当前位置：网站首页>Experience summary of database storage selection

Experience summary of database storage selection

2022-07-03 20:57:00 【Amoy Technology】

We always encounter problems related to data storage in our work Bug The repair order , There will be some problems related to data model design and storage in the development and design of new requirements . After several selection and discussion of storage scheme design, it is found that a more comprehensive thinking framework is needed .

Many storage schemes commonly used in daily development are “ si ” Of , With experience 、 Habitual selection , But there is little research on their detailed characteristics or constraints .
In addition to the storage scheme you can use at hand , We should also pay attention to more appropriate storage solutions in the market .
Certain technical pre research and reserve can help better technical scheme design in the future .

So I wrote this article , Throw out my summary and thinking , I hope to make some more advanced in the future ( appropriate ) Technology is introduced into business development , Help business development .
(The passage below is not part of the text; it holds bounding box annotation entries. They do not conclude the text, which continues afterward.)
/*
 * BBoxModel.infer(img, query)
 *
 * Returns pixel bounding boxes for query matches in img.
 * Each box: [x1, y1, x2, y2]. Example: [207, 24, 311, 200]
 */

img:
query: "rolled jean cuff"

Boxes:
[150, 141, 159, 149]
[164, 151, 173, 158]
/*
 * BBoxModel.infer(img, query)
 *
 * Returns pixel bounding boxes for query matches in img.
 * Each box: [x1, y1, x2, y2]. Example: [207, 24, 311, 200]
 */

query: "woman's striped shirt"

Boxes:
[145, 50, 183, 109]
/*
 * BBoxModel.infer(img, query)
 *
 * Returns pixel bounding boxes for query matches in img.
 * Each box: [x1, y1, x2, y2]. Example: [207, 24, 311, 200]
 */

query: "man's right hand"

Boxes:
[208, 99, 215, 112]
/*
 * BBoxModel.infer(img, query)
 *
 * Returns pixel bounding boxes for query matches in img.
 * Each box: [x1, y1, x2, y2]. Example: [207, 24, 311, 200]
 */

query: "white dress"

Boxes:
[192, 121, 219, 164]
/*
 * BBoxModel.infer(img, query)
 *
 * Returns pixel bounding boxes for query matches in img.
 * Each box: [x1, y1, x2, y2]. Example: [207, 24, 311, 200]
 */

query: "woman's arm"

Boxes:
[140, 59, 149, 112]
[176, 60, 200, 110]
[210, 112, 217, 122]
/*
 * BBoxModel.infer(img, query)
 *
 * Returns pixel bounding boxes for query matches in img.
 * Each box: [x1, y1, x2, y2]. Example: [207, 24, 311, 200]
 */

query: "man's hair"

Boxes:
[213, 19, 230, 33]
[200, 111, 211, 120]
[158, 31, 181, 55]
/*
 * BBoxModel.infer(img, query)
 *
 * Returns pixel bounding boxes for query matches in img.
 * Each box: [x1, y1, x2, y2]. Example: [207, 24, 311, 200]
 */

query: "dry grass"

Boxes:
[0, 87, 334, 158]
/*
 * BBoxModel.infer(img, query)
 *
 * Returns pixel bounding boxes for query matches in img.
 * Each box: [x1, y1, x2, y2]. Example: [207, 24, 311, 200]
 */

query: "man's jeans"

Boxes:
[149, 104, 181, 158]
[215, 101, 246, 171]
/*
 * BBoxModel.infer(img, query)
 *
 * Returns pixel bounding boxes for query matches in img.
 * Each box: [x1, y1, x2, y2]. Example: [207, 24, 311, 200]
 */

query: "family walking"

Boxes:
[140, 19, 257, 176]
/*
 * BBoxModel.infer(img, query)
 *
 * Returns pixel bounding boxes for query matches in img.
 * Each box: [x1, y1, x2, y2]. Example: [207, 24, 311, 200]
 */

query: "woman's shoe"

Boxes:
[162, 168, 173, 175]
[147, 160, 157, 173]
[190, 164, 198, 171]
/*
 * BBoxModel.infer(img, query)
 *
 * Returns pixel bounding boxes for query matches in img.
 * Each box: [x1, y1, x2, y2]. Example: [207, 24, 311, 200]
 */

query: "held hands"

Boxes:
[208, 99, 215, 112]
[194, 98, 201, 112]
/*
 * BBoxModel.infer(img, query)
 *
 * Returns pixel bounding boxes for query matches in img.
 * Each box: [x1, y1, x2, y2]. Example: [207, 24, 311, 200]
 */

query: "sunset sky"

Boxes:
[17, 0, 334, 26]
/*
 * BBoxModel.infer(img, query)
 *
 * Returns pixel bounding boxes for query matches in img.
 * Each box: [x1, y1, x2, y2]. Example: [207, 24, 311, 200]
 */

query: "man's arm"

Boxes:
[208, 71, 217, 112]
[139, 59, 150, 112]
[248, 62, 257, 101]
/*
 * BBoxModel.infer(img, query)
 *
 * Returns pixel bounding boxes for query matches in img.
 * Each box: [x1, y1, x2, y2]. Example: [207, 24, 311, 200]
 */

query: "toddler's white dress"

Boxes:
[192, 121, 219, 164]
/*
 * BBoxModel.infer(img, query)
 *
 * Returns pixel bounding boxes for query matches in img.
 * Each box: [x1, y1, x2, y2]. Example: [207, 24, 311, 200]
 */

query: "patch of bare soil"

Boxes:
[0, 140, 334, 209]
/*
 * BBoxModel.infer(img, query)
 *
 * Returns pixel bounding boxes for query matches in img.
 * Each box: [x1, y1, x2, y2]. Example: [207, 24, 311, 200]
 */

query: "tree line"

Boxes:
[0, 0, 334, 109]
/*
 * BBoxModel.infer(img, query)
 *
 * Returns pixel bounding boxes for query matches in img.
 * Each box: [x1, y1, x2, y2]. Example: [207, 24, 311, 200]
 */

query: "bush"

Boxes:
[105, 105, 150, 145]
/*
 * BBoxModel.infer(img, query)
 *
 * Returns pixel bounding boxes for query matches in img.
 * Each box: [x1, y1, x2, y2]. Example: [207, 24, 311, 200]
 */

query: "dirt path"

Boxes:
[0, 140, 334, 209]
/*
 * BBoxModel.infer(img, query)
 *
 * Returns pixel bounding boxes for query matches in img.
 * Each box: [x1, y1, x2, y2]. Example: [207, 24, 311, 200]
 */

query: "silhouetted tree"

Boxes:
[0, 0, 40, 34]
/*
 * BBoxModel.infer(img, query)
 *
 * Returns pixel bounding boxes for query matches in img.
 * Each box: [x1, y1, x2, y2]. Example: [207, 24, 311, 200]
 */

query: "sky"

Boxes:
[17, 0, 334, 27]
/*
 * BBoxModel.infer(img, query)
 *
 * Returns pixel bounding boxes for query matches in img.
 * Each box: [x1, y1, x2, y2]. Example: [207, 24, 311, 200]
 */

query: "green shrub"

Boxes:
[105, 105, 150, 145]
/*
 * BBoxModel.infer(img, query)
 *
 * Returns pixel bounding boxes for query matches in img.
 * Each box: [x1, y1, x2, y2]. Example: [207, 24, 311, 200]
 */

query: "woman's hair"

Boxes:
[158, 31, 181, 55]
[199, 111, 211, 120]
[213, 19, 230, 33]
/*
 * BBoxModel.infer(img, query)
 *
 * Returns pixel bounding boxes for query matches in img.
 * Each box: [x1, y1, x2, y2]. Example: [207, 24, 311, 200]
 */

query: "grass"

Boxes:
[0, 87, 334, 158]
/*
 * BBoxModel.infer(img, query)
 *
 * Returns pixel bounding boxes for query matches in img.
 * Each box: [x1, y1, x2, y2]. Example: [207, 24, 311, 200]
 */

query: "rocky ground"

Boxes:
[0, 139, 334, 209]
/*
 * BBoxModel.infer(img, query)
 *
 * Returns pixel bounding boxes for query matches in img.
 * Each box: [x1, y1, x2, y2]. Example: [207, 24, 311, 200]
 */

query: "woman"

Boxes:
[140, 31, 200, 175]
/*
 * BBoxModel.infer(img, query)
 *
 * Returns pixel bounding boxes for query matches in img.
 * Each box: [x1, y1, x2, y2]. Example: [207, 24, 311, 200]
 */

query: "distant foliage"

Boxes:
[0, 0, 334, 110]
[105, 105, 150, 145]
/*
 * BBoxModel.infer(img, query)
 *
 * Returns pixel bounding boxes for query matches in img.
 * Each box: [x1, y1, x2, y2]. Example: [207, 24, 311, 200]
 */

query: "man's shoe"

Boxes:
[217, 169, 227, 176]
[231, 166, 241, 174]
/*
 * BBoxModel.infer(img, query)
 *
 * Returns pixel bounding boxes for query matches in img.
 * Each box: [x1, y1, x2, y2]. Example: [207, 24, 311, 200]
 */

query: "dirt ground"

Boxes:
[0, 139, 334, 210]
Considerations for storage selection

The purpose of storage selection is still for our use scenarios and user services , Therefore, you need to answer some questions before model selection Business indicators & Technical indicators Problems in , So that we can know the application environment of storage selection .
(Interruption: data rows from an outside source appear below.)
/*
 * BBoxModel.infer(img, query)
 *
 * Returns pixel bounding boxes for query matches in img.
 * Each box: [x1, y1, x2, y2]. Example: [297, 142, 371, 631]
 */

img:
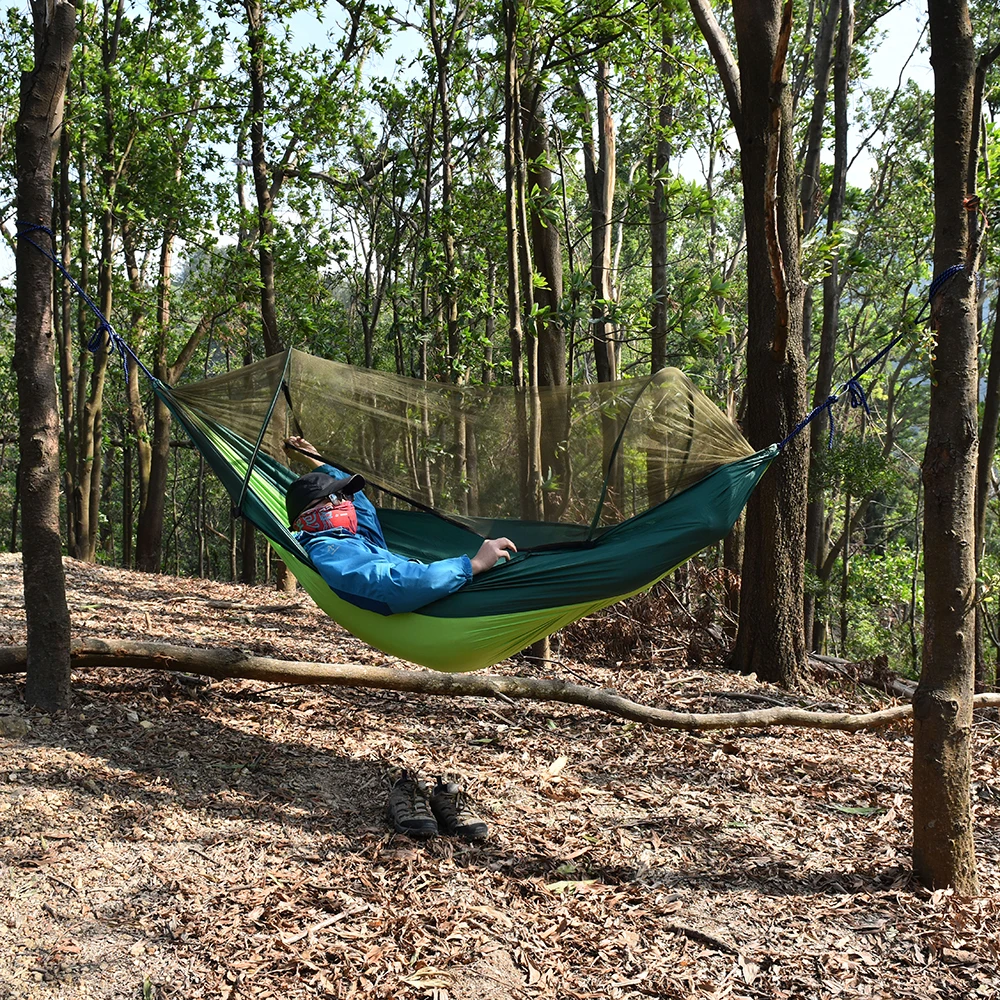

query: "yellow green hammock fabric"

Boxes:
[153, 350, 778, 672]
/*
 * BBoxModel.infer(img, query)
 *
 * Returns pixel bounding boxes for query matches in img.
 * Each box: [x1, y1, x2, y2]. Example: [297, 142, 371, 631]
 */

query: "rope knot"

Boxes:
[844, 375, 872, 416]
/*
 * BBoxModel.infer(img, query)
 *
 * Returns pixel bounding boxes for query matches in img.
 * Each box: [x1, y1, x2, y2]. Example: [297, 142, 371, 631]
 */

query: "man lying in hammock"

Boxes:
[285, 437, 517, 615]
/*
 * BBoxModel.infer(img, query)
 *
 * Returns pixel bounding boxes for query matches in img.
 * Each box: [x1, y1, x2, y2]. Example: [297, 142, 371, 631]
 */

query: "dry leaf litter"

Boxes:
[0, 555, 1000, 1000]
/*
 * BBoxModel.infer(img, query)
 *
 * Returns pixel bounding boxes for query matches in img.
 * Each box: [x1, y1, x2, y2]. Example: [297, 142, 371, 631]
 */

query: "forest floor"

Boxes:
[0, 556, 1000, 1000]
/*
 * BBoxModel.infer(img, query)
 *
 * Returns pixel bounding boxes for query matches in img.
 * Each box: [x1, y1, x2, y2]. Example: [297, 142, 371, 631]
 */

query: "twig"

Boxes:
[0, 639, 1000, 733]
[664, 924, 739, 955]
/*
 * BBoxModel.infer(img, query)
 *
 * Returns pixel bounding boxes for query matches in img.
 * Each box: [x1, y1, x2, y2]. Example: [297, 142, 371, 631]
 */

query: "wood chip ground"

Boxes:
[0, 556, 1000, 1000]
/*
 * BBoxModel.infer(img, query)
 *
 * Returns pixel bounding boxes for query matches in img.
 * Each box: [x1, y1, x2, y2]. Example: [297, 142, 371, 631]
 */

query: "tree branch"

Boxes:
[689, 0, 744, 146]
[0, 639, 1000, 733]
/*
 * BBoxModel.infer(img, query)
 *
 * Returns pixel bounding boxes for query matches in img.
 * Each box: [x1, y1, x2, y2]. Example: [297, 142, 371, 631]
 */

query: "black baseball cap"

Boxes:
[285, 472, 365, 525]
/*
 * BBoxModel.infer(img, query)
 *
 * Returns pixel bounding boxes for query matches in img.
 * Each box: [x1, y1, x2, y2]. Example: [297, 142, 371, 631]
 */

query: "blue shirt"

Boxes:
[295, 465, 472, 615]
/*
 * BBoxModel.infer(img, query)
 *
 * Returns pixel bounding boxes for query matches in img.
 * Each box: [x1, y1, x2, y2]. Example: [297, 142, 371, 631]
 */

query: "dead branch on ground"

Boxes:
[0, 639, 1000, 732]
User volume ： What is the estimated number of users ？ Millions or billions ？
Data volume ： How much data is estimated ？ How much can the average daily increment be ？
Reading and writing preferences ： Whether to read more data or write more data ？
Data scenarios ： Strong transactional or analytical requirements ？
Operational performance requirements ： What is the amount of concurrency ？ peak 、 Average 、 What are the respective estimates of the trough ？

Storage engine classification and characteristics

The classification methods of databases are very diverse , There are great differences due to different reference dimensions , Here are some common classifications .

Database type	Common databases
Relational type	MySQL、Oracle、DB2、SQLServer etc. .
Non relational	Hbase、Redis、MongodDB etc. .
Line storage	MySQL、Oracle、DB2、SQLServer etc. .
The column type storage	Hbase、ClickHouse etc. .
Distributed storage	Cassandra、Hbase、MongodDB etc. .
Key value storage	Memcached、Redis、MemcacheDB etc. .
Graphic storage	Neo4J、TigerGraph etc. .
Document storage	MongoDB、CouchDB etc. .

Take our most familiar relational database for example , It has many advantages , The reasons why we choose relational database can be summarized as follows ：

Easy to understand
It can be logically expressed by two-dimensional table structure , Relatively reticular 、 Layers and other models are easier to understand . Strictly follow the data format and length specifications , Data in behavioral units , A row of data represents an entity information , The attributes of each row of data are the same .
It is easy to operate
General purpose SQL Language makes it very convenient to operate relational database , Support join And so on ,Sql + Two dimensional relation is the most incomparable advantage of relational database , This ease of use is very close to developers .
Transaction features
Support ACID characteristic , Consistency between data can be maintained , This is a very important reason to use relational databases , Like bank transfer , Zhang San to Li Si 100 Yuan , Three buckles 100 element , Li SIgA 100 element , And must succeed or fail at the same time , Otherwise, the user's capital will be damaged .
The data is stable
Data persistence to disk , No risk of data loss .
Stable service
The most commonly used relational database products MySql、Oracle Excellent server performance , Stable service , Usually there are few downtime exceptions .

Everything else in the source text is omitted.